Writing each column into unpivot clause is so bothering for me…
BigQuery(BQ) is very useful for data analysis or processing.
It is good for handling huge data. It returns query result in short time.
During data handling, sometimes we would like to change columns to rows.
But in order to use UNPIVOT
, we have to write each column name in unpivot clause.
It is bothering.
It is better to set columns dynamically.
Are there any easier way for unpivoting ?
So today I introduce about "Dynamic unpivot SQL for multiple columns in BigQuery".
UNPIVOT in BigQuery
We can use BigQuery UNPIVOT
clause like following.
First, prepare data with multiple columns.
WITH Produce AS (
SELECT 'Kale' as product, 51 as Q1, 23 as Q2, 45 as Q3, 3 as Q4 UNION ALL
SELECT 'Apple', 77, 0, 25, 2)
SELECT * FROM Produce
+---------+----+----+----+----+
| product | Q1 | Q2 | Q3 | Q4 |
+---------+----+----+----+----+
| Kale | 51 | 23 | 45 | 3 |
| Apple | 77 | 0 | 25 | 2 |
+---------+----+----+----+----+
Then we set columns into UNPIVOT
operator like IN (Q1, Q2, Q3, Q4)
.
SELECT * FROM Produce
UNPIVOT(sales FOR quarter IN (Q1, Q2, Q3, Q4))
+---------+-------+---------+
| product | sales | quarter |
+---------+-------+---------+
| Kale | 51 | Q1 |
| Kale | 23 | Q2 |
| Kale | 45 | Q3 |
| Kale | 3 | Q4 |
| Apple | 77 | Q1 |
| Apple | 0 | Q2 |
| Apple | 25 | Q3 |
| Apple | 2 | Q4 |
+---------+-------+---------+
But in this way, we have to set each column name in SQL.
It takes time.
I need easier way.
Dynamic unpivot SQL for multiple columns in BigQuery
In order to unpivot for multiple columns, we can use function.
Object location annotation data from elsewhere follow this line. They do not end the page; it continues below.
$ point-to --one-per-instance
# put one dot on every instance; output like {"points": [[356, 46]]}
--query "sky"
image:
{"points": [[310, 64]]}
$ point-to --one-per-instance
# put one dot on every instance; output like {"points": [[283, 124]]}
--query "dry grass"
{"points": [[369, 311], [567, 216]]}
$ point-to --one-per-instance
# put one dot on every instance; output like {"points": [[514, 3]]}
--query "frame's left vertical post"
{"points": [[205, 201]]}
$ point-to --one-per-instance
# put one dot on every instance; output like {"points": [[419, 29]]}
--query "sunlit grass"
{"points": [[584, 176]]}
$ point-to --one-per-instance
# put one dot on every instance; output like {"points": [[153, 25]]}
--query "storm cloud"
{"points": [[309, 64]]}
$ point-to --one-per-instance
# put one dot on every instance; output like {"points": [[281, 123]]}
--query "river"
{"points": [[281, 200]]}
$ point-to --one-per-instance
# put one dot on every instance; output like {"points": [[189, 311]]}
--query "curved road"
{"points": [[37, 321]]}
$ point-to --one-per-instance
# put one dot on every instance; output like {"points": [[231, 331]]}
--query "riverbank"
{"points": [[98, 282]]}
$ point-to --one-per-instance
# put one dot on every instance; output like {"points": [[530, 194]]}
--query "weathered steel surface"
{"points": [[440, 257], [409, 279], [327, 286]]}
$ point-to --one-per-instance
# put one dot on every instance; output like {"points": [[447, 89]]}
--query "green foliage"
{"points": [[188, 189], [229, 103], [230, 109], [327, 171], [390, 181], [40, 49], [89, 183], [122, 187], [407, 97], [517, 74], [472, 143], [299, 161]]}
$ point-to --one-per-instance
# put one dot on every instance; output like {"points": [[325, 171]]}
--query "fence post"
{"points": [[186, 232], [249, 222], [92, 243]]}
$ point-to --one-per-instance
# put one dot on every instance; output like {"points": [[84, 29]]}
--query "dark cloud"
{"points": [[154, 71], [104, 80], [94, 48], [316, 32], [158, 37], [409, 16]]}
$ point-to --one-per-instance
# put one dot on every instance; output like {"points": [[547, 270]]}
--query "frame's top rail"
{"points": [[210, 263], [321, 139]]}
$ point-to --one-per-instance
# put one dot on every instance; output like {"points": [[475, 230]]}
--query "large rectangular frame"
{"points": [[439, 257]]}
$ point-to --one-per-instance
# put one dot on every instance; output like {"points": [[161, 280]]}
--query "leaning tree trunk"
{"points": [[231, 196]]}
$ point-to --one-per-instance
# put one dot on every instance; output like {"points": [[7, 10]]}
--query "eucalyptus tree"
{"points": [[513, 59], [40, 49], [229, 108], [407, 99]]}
The function is fhoffa.x.unpivot()
.
We can use it like below.
SELECT product, unpivotted
FROM Produce a
, UNNEST(fhoffa.x.unpivot(a, 'Q'))
unpivotted
Then we get the result below.
product | unpivotted.key | unpivotted.value |
---|---|---|
Kale | Q1 | 51 |
Kale | Q2 | 23 |
Kale | Q3 | 45 |
Kale | Q4 | 3 |
Apple | Q1 | 77 |
Apple | Q2 | 0 |
Apple | Q3 | 25 |
Apple | Q4 | 2 |
fhoffa.x.unpivot()
The second parameter of fhoffa.x.unpivot(a, 'Q')
decides unpivot target columns.
In this case, columns that have Q
in their name are target columns.
We get same result with Q[1-9]
.
This function was introduced in 2020.
It is user defined function (UDF).
The source code is opened.
So you can define it in your own project.
Now we can use same SQL with a lot of columns.
Conclusion
Today I explained about "Dynamic unpivot SQL for multiple columns in BigQuery".
In order to unpivot multiple columns, we can use the UDF fhoffa.x.unpivot()
.
With using regular expressions, we can pick a lot of columns.
Now we don't have to set each column name for unpivot.